The nodes are structured as follows:

var node = {
    children: []
}

Children is an array of nodes that is mapped by a letter in a string. So the string "Test" would look like this:

root = {
  children: [
      't' => {
          children: [
              'e' => {
                   children: [
                       's' => {
                            children: [
          开发者_Python百科                       't' => {
                                      children: []
                                  }
                            ]
                        }
                   ]
               }
          ]
      }
  ]
};

So each children array should have a length of 1, but if do something like alert(this._root.children.length); I get zero.
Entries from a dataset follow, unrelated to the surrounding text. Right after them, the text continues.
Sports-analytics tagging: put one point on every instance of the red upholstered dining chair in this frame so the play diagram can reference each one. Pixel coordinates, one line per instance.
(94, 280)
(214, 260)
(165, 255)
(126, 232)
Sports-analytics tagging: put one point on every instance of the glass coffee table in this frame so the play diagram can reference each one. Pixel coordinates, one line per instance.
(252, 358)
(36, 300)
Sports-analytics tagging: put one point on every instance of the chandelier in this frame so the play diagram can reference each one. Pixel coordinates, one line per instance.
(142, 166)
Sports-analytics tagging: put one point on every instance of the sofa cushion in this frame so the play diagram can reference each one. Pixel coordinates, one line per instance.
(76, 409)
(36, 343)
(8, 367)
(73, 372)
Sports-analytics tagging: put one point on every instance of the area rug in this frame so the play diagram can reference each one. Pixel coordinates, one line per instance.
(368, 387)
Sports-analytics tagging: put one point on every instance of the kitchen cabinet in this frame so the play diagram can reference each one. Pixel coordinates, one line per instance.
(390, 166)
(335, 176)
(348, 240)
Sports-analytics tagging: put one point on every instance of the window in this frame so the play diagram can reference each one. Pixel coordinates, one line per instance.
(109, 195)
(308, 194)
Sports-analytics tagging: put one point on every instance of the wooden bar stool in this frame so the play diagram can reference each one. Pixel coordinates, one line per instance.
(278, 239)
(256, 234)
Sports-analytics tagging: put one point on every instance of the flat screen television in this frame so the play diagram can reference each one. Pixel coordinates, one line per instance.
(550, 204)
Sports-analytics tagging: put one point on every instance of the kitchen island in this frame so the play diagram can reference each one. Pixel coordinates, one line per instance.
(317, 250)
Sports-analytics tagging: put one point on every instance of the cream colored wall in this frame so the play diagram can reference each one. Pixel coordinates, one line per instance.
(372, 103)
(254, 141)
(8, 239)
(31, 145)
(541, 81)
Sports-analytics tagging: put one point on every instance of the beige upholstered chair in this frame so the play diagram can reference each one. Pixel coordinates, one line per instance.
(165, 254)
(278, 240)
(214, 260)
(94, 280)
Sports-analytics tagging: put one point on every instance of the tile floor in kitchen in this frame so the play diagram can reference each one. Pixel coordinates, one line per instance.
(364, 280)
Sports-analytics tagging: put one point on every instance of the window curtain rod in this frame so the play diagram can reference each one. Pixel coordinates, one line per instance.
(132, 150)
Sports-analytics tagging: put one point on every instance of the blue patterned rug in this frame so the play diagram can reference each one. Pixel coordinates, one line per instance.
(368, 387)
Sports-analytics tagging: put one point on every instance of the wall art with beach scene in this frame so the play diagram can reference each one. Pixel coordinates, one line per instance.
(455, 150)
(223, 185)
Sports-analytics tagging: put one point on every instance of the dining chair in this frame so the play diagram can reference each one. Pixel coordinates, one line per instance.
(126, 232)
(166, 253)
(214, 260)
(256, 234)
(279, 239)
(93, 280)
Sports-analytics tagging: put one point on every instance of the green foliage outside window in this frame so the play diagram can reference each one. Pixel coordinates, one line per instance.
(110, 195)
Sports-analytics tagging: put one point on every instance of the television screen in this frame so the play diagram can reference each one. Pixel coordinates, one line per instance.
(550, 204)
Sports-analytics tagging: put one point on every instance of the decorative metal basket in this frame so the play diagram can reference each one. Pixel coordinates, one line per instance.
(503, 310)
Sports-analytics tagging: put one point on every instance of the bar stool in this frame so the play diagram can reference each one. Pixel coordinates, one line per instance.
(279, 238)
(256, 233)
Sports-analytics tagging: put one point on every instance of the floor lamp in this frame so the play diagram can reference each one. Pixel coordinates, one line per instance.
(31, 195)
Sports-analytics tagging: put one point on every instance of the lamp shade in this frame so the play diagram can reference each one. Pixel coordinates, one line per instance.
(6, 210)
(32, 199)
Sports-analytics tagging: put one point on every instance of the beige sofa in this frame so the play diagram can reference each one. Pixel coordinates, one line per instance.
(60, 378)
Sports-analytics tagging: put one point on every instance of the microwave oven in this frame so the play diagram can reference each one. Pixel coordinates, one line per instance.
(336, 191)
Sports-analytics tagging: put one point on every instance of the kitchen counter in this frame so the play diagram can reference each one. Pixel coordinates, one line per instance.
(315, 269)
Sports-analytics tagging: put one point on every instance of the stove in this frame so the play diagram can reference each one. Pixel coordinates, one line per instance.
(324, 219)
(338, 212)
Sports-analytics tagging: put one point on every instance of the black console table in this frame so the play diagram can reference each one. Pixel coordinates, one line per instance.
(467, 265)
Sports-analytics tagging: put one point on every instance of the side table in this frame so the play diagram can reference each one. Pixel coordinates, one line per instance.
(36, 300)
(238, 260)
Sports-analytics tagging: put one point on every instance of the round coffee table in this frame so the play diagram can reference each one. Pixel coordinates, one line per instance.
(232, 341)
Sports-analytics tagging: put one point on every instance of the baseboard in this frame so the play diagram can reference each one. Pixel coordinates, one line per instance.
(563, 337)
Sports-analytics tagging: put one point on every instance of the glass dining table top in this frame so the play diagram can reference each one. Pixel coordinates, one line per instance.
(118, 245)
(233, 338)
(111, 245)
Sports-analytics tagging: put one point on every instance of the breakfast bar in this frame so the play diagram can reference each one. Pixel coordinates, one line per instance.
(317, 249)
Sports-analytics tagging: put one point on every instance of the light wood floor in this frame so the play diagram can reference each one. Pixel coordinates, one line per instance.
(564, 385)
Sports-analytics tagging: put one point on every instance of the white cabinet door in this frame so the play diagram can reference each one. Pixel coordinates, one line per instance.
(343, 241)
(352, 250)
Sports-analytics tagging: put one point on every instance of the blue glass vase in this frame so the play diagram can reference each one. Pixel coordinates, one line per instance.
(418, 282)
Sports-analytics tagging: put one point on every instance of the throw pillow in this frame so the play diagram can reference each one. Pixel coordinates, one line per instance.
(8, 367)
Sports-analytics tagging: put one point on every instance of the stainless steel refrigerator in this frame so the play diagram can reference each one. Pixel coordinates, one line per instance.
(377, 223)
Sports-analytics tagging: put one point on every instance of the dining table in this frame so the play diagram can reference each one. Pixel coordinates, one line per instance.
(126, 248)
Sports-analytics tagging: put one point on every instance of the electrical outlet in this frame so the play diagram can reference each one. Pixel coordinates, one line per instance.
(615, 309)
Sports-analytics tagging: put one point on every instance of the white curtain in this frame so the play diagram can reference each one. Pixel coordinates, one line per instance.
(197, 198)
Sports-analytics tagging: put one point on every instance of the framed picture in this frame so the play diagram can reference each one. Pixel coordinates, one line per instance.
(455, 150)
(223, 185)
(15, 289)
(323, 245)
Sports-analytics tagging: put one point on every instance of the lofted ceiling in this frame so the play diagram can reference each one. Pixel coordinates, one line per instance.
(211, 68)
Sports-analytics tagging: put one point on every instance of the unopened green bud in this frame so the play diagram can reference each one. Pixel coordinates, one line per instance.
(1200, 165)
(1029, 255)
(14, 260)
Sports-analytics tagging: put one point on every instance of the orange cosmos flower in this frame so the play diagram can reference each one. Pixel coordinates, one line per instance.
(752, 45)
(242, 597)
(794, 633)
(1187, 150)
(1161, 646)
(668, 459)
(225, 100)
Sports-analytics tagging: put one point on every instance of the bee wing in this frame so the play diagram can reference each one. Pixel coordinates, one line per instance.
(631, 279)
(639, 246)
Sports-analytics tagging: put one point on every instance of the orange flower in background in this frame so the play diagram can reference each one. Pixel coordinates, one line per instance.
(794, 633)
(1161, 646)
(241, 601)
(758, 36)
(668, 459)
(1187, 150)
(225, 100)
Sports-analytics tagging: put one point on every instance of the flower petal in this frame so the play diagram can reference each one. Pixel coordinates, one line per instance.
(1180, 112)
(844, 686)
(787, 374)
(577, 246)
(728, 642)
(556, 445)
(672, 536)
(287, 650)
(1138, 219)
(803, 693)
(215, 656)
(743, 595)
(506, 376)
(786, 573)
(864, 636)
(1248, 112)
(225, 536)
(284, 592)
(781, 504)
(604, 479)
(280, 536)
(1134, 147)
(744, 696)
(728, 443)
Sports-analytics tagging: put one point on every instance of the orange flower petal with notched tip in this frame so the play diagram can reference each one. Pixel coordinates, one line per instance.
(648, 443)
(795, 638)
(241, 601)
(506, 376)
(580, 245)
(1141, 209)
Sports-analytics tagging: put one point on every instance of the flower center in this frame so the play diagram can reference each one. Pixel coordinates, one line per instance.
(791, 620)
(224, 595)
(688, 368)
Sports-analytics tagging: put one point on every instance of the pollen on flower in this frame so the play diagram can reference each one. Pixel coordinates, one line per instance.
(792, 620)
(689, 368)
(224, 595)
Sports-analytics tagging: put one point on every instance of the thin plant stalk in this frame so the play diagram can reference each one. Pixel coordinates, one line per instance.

Any thoughts on why this is happening?

Here is the rest of my implementation:

function Trie() {
    this._root = {
        children: []
    };
}

Trie.prototype = {

    //restore constructor
    constructor: Trie,

    add: function (str){
        var curr = this._root,
            prev,
            currchar;
        // For each character in the string
        for(var i = 0, j = str.length; i < j; i++) {
            // Insert only lowercase letters for efficiency
            currchar = str.toLowerCase().charAt(i);
            prev = curr;
            curr = prev.children[currchar];
            // Traverse until we hit a non-existant node
            if(typeof(curr) == "undefined") {
                // Make a new node
                prev.children[currchar] = {
                    children: []
                };
                curr = prev.children[currchar];
            }
        }
    }


You are adding properties to the array instance object, not elements to the array. The length property only includes array elements, not properties on the array instance object.

var a = [23, 42];
console.log(a.length); // 2
a['foo'] = 'bar';
console.log(a.length); // 2
a[2] = 1337;
console.log(a.length); // 3

EDITED: You could instead structure the nodes like this:

var node = {
    children: {},
    length: function () {
        var i = 0;
        var k;

        for (k in this.children) {
            if (this.children.hasOwnProperty(k)) {
                i++;
            }
        }
        return i;
    }
};

This is inefficient, of course. You should instead define a Node class with the length method on its prototype. Alternatively, define an add method that updates the length property.


I think that the problem is that you use a javasrcipt array as an associative array (as found in other languages). In javascript "associative" arrays are objects that don't have a length property. Normal arrays have numeric indices.

Irrelevant to the question but you might find this useful.


Maybe you want

str.toLowerCase().charCodeAt(i)

instead of

str.toLowerCase().charAt(i)

If str is "f1", the properties you're adding to the children array are "f" and "1" which should cause an array with property named f and length 0, and another child array with length 2 and property 1.

To get only numeric properties, you should make sure your property names are valid array indices -- positive integers representable in 31 bits.

By using charCodeAt instead of charCode, you would get the property names 102 and 49 instead of "f" and 1.